Summers Past Farms a unique destination
Since 1992, when Marshall and Sheryl Lozier first opened Summers Past Farms, it has been the go-to place for people who want a little bit of country.
“We are enjoying the benefits of our business,” said Sheryl. “We have gotten to know our customers and so many of them have become our friends.”
And they are here to stay. A few years ago the Loziers put the property up for sale. They thought maybe they could move on.
“But after three years on the market, nobody was buying it. We have five acres here and it’s all commercially zoned, so I imagine people did not want to put such a great investment in it,” Sheryl said.
The Loziers have decided to stay at Summers Past Farms as long as they can. Their goal from the beginning had been to create a unique country destination.
“We’ve got the reputation for it here. This is who we are,” said Sheryl.
In more ways than one, Summers Past Farms is home to the Loziers. “I was born and raised right here on this property,” Marshall said.
On Dec. 3 people flocked to the 25th annual Craft and Antique Fair, held three times a year. Many of the Loziers’ friends have been repeat vendors over the years.
“People feel like we are the base of the community out here. It’s why we have our coffee bar, so people can sit and visit,” she said.
With their renewed decision to stay, the Loziers have eased into a more relaxed routine. Their hours will be adjusted according to the season. Sheryl will continue to do what she loves best: pick florals and herbs from the garden and arrange them into wreaths and bouquets.
“I like to get up in the morning and get out outside and start foraging. All sorts of flowers and plants can be used, even pickings from that jade plant over there.

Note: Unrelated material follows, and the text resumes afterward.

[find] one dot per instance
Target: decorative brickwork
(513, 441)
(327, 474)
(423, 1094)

I love living among all these plants,” Sheryl said.
Another of Sheryl’s passions is soap making, one of the most popular classes that she teaches.
“My background is in cooking — I used to cook professionally on a yacht and at the Sheraton Hotel, so the blending and mixing that goes into soap-making reminds me of creating recipes,” she said.

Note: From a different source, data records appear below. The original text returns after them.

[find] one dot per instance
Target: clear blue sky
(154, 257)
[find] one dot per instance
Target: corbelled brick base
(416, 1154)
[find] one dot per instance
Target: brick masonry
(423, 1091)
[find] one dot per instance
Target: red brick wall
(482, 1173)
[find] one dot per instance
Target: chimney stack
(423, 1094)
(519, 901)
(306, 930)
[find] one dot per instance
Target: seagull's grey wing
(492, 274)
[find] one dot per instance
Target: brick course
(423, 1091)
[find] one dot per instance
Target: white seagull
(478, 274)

Marshall is enjoying a more laid-back quality to his work these days. He takes the time to visit with the people who come for coffee and pastries at the coffee bar.
He keeps up on the gardening and landscaping of the property. “Like everyone else, we’ve been worried about the drought. People still appreciate what we are able to do here, keeping our plants going with a minimum of water,” he said.

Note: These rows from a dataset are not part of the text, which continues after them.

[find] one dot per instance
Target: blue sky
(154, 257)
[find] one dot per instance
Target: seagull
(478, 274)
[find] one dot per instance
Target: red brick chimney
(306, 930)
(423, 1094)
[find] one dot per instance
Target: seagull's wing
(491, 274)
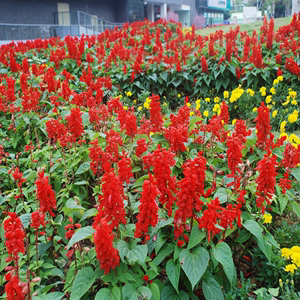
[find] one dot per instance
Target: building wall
(191, 3)
(27, 12)
(42, 11)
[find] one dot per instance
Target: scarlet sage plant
(150, 162)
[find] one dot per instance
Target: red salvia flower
(111, 200)
(103, 239)
(263, 126)
(14, 235)
(162, 160)
(155, 114)
(266, 179)
(148, 215)
(37, 220)
(12, 288)
(191, 188)
(204, 64)
(141, 147)
(45, 194)
(125, 169)
(75, 126)
(210, 217)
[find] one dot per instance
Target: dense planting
(141, 164)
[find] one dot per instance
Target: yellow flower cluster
(147, 103)
(292, 254)
(293, 117)
(263, 91)
(267, 218)
(236, 94)
(226, 94)
(198, 104)
(250, 92)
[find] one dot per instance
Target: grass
(245, 27)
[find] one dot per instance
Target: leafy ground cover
(131, 169)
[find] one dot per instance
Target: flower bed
(107, 192)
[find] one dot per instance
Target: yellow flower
(263, 91)
(268, 99)
(293, 94)
(274, 113)
(285, 252)
(267, 218)
(282, 126)
(293, 117)
(216, 107)
(290, 268)
(251, 92)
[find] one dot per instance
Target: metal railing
(45, 31)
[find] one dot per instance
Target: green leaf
(211, 289)
(133, 252)
(164, 76)
(173, 273)
(83, 168)
(196, 237)
(107, 294)
(82, 283)
(140, 181)
(81, 234)
(194, 264)
(223, 255)
(296, 208)
(130, 292)
(25, 219)
(169, 293)
(296, 173)
(256, 230)
(155, 291)
(54, 296)
(223, 195)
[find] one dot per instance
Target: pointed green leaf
(223, 255)
(169, 293)
(81, 234)
(173, 273)
(107, 294)
(194, 264)
(82, 283)
(212, 289)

Marshall has always had an eye for the trees that would look and do well on the property, while Sheryl has good insight for the herbs and flowering plants.
When the Loziers first bought the property from his brothers, they moved into the cottage that is still there now. They added the pretty archway that everyone likes to photograph. “The wood is from a dead tree from the Cuyamacas. We like to reuse and recycle things,” he said.
In 1987, when they first moved into the cottage and began planning for what they wanted in their life together, there was not a single plant on the property except for the vegetable garden left behind by his mother.
“This place is the result of a lot of dreaming and planning. I designed and built the barn myself. I’ve had careers that paid me more money, but it’s so important to find that balance in life, to make sure that there is pleasure in it,” he said.